"On veut tuer Berthet.
C'est une assez mauvaise idée."
Voilà comment commencent les 6 premiers chapitres de L'ange gardien. Berthet. Quel drôle d'ange gardien. Berthet, l'homme mûr qui a de beaux restes, surtout quand il s'agit de faire le coup de poing et de se débarrasser d'agresseurs bien décidés à lui faire la peau. Quelle idée, quelle mauvaise idée. Si Berthet est un ange gardien, il ne l'est pas pour tout le monde. Il l'est pour Kardiatou, sa beauté noire qu'il suit, protège et défend depuis vingt ans. Et qu'il n'a jamais touchée. Qu'importe.
Berthet est un des "huiles" de L'Unité, les hommes de l'ombre du pouvoir. Il en sait beaucoup sur le pouvoir, Berthet.
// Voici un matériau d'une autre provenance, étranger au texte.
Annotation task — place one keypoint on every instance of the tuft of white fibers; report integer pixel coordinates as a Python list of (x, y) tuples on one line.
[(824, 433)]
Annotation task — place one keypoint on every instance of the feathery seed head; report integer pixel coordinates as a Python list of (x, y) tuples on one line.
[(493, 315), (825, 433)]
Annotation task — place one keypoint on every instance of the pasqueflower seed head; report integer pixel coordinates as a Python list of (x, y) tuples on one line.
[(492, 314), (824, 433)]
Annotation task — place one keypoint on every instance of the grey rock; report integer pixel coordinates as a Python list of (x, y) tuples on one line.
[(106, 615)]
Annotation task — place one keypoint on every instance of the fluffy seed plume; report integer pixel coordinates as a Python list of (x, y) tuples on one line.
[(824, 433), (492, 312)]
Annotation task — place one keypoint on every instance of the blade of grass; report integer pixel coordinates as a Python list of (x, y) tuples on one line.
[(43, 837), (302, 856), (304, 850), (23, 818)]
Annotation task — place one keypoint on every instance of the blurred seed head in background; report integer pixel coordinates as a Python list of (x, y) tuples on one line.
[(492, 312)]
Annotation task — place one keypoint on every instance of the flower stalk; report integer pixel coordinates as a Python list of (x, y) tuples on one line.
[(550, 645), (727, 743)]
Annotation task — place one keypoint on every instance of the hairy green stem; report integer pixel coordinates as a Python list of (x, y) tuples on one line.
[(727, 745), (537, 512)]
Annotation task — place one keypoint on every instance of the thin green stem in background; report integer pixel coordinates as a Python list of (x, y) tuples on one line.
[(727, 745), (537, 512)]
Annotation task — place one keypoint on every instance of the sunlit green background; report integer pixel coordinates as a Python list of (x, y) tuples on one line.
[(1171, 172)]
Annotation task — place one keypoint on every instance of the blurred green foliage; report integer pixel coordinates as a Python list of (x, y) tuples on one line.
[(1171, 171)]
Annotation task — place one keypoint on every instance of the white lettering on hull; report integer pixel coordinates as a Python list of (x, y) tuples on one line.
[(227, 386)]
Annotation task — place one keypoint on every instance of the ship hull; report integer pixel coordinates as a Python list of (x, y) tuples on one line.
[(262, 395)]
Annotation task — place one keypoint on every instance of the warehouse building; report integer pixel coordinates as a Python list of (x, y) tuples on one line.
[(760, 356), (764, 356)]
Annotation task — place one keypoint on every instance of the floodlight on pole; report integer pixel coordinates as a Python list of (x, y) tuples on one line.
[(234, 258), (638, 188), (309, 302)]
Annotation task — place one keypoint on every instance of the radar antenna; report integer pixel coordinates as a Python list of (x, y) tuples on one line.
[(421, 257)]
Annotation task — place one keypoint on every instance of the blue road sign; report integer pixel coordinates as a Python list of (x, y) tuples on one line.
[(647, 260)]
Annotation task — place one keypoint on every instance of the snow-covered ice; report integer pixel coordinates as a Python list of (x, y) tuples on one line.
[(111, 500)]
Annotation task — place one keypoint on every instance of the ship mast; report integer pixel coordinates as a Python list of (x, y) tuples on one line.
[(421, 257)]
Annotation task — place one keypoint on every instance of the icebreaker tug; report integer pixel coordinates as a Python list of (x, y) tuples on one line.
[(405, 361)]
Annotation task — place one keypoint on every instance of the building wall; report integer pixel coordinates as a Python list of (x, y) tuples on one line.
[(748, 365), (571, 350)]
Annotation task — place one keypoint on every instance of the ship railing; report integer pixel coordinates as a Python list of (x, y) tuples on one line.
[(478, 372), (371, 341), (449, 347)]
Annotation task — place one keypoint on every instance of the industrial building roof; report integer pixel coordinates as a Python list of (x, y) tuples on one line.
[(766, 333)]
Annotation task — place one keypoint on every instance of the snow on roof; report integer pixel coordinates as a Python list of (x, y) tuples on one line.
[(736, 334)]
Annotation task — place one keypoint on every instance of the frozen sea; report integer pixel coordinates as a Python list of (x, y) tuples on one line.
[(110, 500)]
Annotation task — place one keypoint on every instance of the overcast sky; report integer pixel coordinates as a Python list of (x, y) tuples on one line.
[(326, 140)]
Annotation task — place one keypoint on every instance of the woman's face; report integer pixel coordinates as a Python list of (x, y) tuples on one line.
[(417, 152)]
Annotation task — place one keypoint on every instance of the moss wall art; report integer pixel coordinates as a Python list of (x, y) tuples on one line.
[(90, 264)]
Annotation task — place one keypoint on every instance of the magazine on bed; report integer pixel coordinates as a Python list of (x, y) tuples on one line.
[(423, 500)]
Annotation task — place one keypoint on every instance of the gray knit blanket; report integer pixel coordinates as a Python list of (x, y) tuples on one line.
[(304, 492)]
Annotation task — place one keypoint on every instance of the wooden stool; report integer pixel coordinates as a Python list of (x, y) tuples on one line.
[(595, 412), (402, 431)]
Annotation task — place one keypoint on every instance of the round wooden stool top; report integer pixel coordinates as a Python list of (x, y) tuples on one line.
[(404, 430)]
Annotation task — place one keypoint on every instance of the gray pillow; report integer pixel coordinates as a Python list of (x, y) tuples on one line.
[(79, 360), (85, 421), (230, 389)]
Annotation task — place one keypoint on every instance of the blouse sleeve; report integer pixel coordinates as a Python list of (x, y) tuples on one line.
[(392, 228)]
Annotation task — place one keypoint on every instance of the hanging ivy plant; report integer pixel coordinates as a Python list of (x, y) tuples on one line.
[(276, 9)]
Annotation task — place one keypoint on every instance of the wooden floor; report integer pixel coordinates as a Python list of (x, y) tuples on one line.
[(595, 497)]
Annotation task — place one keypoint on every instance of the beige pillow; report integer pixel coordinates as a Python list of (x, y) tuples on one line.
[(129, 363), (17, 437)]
Il en sait beaucoup sur la trahison, la violence, la mort. C'est pour ça qu'il est encore vivant. On ne peut pas dire qu'il n'est pas un sentimental. Car en réalité, Jérôme Leroy prend un malin plaisir à nous coincer dans nos propres contradictions : Berthet le lucide, le cynique, Berthet l'efficace est un romantique, un vrai. Un pour qui l'amour est incompatible avec le quotidien, voire avec le sexe, mais en revanche tout à fait compatible avec le respect, la protection, le plaisir esthétique. C'est que romantique et sentimental, ça n'est pas tout à fait la même chose.
Donc voilà, Berthet est en fin de carrière. ¨Pourquoi lui prend-il le désir qu'un écrivain, un auteur de polar talentueux mais pas très populaire, écrive son histoire, et du même coup sème la panique dans un monde politique à la merci de toutes les menaces ? Les amateurs de polars s'amuseront sans doute à identifier l'auteur derrière le pseudo de Martin Joubert, sorte de double inavoué de l'auteur. Martin vit une histoire d'amour finissante avec une enseignante très belle, dans un appartement du XIVe arrondissement. Il vivote d'articles vendus par-ci par-là, en particulier à un site d'actualité politiquement incorrect et en tout cas radicalement opposé à ses propres orientations politiques. Comment Joubert va-t-il s'acquitter de cette mission qui tombe à pic puisque non seulement son amie vient de le quitter, mais en plus il vient de perdre ses sources de revenus pour cause de comportement agressif envers un commanditaire franchement louche... Après une scène particulièrement rude où Berthet va convaincre Joubert qu'il n'a pas vraiment le choix, Joubert va s'attacher aux pas de Berthet, qui suit lui-même de très près la campagne électorale menée par Kardiatou, sa belle protégée. Elle a fait du chemin depuis le lycée normand où Berthet l'a vue pour la première fois. Secrétaire d'Etat, Kardiatou veut asseoir sa légitimité en se faisant élire aux municipales dans une petite ville du Sud où le Bloc menace de l'emporter. Ah oui, je ne vous avais pas dit : L'ange gardien se déroule avant Le Bloc, ce roman paru en 2011 ou Jérôme Leroy racontait l'arrivée au pouvoir du Bloc, un parti qui ressemble comme deux gouttes d'eau à un certain Front national. Reprenons : Kardiatou fait campagne à Brévin. Faire campagne... A ces mots, on pense toujours à des politiques en goguette sur les marchés, dans bistrots, serrant la main des braves gens. Si on savait... Si on voyait ce que Berthet a vu, ce qu'il a fait, ce qu'il fera encore s'il le faut, on rirait jaune. Berthet sait que Kardiatou est en danger, mais il est là, il veille, il sait faire.
Le roman de Jérôme Leroy est, bien sûr, éminemment politique. Certains lecteurs liront entre les lignes, feront la chasse aux clés, décrypteront les codes, reconnaîtront ce qu'ils pourront. D'autres se délecteront du sort que leur réserve un auteur habile, avec une intrigue particulièrement soignée et des personnages forts. D'autres encore seront émus par cette histoire d'amour pas ordinaire entre l'homme de l'ombre, le tueur, l'agent trouble, et la jeune black; ceux-là le seront probablement encore plus par la fin du roman, proprement bouleversante. Et puis Jérôme Leroy n'a pas son pareil pour dépeindre ce monde en voie de décomposition dans laquelle nous autres, pauvres humains, essayons de comprendre quelque chose, de saisir un peu de sens au hasard des événements. Tout cela pour nous apercevoir que ce sens qu'on entrevoit soudain, nous aurions peut-être mieux fait de l'ignorer tant il est effrayant.